Paradisi, errori e apocalissi nella guerra sull’euro digitale
Da novembre si sperimenta, due anni dopo la pagella, il più divisivo parto Bce: l’euro digitale. Teoricamente la cyber-moneta si porrebbe in competizione diretta con le criptovalute (teoricamente, perché la tecnologia sperimentale si ispira al modello del registro distribuito ma non lo replica): forse per colmare il ritardo di Stati e regolatori che sin qui hanno sottovalutato il fenomeno? Primo errore: le criptovalute, ad oggi, non sono impiegate, se non marginalmente, per fini solutori e la loro estrema volatilità ne denuda la sostanza di prodotti finanziari (a poco a poco la giurisprudenza se ne sta accorgendo, quando lo faranno i legislatori sarà già tardi).
Forte è il timore che i pagamenti siano risucchiati dalle piattaforme digitali (eppure la clamorosa débacle della Libra di Facebook risale a quasi due anni fa). Quale stablecoin garantita da un’autorità centrale e fuori dall’ottovolante speculativo, il digital euro è una fiat currency che osteggerà le alternative anarchiche. Altro errore: chi investe in cripto lo farà pure in presenza di una valuta digitale ufficiale. Anzi, l’antagonismo si acuirà con esiti inversi: ridotte le libertà, gli umani filano altrove.

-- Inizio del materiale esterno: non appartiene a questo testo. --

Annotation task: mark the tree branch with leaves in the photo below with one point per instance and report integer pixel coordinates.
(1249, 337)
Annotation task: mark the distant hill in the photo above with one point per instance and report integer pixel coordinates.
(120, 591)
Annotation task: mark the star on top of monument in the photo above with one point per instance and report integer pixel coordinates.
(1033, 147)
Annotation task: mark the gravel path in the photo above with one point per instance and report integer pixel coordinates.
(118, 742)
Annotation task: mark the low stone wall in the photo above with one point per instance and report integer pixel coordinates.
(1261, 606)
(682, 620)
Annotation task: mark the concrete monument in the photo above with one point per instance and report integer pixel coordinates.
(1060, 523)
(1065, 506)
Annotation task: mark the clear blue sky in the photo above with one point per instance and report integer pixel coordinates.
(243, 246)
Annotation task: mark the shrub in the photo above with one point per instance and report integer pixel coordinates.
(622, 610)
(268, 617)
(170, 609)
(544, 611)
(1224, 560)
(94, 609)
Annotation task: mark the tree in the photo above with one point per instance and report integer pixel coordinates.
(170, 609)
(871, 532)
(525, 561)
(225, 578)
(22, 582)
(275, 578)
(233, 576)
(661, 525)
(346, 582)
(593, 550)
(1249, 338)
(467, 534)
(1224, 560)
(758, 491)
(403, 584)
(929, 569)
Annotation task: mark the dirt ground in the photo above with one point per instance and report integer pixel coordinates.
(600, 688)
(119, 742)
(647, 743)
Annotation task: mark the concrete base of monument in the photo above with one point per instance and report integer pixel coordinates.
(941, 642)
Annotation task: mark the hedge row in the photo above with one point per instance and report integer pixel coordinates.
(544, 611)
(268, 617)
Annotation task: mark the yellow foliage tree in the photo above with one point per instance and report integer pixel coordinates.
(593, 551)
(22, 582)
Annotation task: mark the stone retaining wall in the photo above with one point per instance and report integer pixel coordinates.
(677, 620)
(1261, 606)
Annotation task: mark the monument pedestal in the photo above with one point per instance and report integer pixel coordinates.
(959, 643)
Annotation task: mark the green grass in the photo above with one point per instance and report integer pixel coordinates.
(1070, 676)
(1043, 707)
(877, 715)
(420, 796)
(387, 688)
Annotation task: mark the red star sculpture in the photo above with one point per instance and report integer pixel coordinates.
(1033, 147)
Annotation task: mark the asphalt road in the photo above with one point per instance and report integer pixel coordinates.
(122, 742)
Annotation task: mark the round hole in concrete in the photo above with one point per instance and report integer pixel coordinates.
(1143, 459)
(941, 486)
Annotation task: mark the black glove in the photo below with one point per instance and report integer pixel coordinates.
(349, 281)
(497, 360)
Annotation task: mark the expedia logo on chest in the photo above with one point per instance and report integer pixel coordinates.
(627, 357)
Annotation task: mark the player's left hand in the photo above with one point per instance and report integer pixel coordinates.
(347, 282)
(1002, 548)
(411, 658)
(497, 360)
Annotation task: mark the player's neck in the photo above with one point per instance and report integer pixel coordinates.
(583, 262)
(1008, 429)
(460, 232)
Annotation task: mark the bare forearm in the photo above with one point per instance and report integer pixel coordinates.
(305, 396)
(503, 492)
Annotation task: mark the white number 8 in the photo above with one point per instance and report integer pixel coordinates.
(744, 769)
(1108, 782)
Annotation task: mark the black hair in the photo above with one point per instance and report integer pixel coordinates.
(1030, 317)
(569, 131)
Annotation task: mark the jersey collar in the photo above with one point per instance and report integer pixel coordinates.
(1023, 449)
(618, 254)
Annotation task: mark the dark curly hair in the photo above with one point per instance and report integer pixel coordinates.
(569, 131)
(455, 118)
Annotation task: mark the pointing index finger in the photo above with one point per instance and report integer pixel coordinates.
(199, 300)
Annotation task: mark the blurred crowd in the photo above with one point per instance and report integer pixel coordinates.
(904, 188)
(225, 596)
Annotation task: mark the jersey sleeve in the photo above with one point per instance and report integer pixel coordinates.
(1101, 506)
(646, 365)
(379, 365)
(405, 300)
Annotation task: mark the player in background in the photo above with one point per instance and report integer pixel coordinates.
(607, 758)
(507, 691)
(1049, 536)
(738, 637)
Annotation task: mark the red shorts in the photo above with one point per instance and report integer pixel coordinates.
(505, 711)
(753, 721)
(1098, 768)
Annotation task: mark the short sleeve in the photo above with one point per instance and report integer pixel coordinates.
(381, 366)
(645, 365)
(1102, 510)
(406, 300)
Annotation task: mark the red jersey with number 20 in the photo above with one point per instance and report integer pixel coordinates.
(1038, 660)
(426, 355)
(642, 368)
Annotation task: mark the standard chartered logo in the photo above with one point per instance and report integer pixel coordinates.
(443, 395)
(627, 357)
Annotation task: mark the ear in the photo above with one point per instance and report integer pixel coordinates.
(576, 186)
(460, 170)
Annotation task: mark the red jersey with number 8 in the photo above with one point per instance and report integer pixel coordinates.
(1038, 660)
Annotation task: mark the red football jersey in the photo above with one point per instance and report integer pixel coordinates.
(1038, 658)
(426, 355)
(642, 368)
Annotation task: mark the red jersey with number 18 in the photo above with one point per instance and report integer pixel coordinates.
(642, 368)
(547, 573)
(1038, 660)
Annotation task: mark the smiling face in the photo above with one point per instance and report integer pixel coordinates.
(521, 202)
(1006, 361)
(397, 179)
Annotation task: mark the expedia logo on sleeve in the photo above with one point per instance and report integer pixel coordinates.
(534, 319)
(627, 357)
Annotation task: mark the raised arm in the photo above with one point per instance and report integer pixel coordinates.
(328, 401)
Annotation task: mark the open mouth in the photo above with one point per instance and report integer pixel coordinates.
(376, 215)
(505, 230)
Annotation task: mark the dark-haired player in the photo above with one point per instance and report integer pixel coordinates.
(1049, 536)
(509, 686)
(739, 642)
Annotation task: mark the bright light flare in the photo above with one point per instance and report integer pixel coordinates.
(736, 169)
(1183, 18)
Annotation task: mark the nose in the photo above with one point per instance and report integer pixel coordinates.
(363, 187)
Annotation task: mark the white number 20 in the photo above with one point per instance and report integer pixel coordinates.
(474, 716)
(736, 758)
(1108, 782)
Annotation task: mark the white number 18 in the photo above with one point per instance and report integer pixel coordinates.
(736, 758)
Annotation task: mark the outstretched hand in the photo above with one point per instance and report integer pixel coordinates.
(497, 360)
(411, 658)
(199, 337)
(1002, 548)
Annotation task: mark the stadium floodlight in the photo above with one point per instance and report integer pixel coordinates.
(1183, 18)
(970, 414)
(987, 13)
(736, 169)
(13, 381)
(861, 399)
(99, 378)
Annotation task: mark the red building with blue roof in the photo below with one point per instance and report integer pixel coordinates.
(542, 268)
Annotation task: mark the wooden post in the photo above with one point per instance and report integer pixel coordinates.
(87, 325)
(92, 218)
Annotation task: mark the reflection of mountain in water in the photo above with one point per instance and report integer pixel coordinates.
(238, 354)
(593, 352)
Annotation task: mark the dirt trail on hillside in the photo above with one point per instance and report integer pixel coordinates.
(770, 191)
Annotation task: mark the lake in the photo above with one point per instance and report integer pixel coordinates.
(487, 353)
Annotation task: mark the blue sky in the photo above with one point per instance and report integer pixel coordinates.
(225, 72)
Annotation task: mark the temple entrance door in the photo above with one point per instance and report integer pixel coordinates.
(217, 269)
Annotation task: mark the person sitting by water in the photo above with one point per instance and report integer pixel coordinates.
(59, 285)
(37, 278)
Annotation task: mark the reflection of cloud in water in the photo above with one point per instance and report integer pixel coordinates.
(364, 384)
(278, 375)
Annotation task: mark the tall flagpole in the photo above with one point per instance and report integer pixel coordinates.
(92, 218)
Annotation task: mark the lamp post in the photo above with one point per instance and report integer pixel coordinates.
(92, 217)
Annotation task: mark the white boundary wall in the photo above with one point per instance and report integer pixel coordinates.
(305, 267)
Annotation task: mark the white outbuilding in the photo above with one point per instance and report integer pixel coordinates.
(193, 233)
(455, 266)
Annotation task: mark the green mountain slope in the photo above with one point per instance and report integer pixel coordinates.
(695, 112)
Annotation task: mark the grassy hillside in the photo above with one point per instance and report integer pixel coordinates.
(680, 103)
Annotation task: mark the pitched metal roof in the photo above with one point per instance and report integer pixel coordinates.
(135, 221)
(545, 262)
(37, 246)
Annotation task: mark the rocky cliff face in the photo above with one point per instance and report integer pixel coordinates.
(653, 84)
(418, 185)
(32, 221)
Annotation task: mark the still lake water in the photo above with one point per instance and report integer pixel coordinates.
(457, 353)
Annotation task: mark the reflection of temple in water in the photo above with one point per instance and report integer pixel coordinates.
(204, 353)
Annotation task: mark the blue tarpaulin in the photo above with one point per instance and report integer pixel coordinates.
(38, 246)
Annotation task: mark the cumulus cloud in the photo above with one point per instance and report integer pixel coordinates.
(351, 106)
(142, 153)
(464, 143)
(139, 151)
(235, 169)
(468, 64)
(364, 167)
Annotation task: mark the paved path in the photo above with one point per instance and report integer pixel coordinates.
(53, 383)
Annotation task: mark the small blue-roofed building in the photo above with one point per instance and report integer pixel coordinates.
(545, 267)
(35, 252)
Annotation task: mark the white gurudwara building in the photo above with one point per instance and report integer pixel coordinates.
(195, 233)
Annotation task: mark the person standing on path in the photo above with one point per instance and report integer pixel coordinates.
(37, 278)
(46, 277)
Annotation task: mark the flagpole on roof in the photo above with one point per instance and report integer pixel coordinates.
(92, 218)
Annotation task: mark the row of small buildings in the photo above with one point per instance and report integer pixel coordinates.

Senza l’euro digitale l’Unione Monetaria sarebbe imperfetta; una sola banca e una sola valuta digitale sgomineranno evasione, elusione e riciclaggio; l’economia digitalizzata ne beneficerà; il sistema dei pagamenti sarà inattaccabile – tuonano i fautori. Replicano i detrattori: terrorizza il solo pensiero di monopolio dei depositi, disintermediazione dei pagamenti, dissolvenza della concorrenza bancaria, fors’anche sparizione delle banche, asservimento dei correntisti alle politiche espansive o restrittive della Bce, concentrazione del possesso dei dati. Pari al mitologico conflitto troiano, lo scontro origina dalla scelta della Bce di consentire a ogni cittadino europeo, entro il cap iniziale di 3.000 euro, l’apertura di depositi presso se stessa.
Direi ai detrattori: la Bce non può mirare alla disintegrazione del sistema bancario, perché tanto azzererebbe un roccioso caposaldo unionista, la concorrenza. L’assolutismo cyber-monetario porterebbe all’accentramento e alla «politicizzazione» delle erogazioni che utenti e mercati rigetterebbero. Gli utenti disperdono allegramente i loro dati ovunque ma ne scriverò fra un secondo. Ai sostenitori: all’euro manca l’inattuato terzo pilastro del fondo interbancario Ue a tutela dei depositi e l’annientamento dello spread (Usa: 50 Stati e un solo tasso; Ue: 27 Paesi e 27 tassi); evasione e riciclaggio azzerati appartengono al sogno paneuropeo (Singapore, e non solo, parrebbe il nuovo hub del money laundering); l’economia è già digitalizzata e nessun apparato informatico è immune al sabotaggio. L’ansiogeno e prematuro dibattito difetta di quattro spunti di riflessione sul lungo orizzonte.
Primo: digital divide. Le popolazioni europee sempre più incanutite non sono né lo saranno fra due anni, pronte alla sparizione del contante, in buona misura non ne sarebbero tecnicamente capaci e ciò bandirebbe un’enorme quota di spesa (ad oggi, meno del 15% degli italiani usa una carta prepagata).
Secondo: privacy. In Europa ne siamo indiscutibili campioni e, scelte individuali a parte, esiste un’oasi di riservatezza in cui ogni individuo libero ha diritto di comprare ciò che vuole fuori da sguardi altrui.
Terzo spunto: la verde aporìa. Le indagini di tre eminenti scienziati Onu del 24 ottobre e di ricercatori inglesi rivelano che il solo il bitcoin ha bruciato (2020-2021) 173,42 TWh, oltre la metà dei consumi italiani e il processo di estrazione (mining) ha consumato oltre 38 milioni di tonnellate di carbone. Nel solo Regno Unito, se ciascuno spedisse una mail in meno al giorno, 16.000 tonnellate di Co2 svanirebbero.
Quarto e ultimo spunto: quando gli Stati si muovono, sanno stilare un bilancio reale di pro e contro, hanno una visione strategica veramente globale? Parrebbe di no, purtroppo.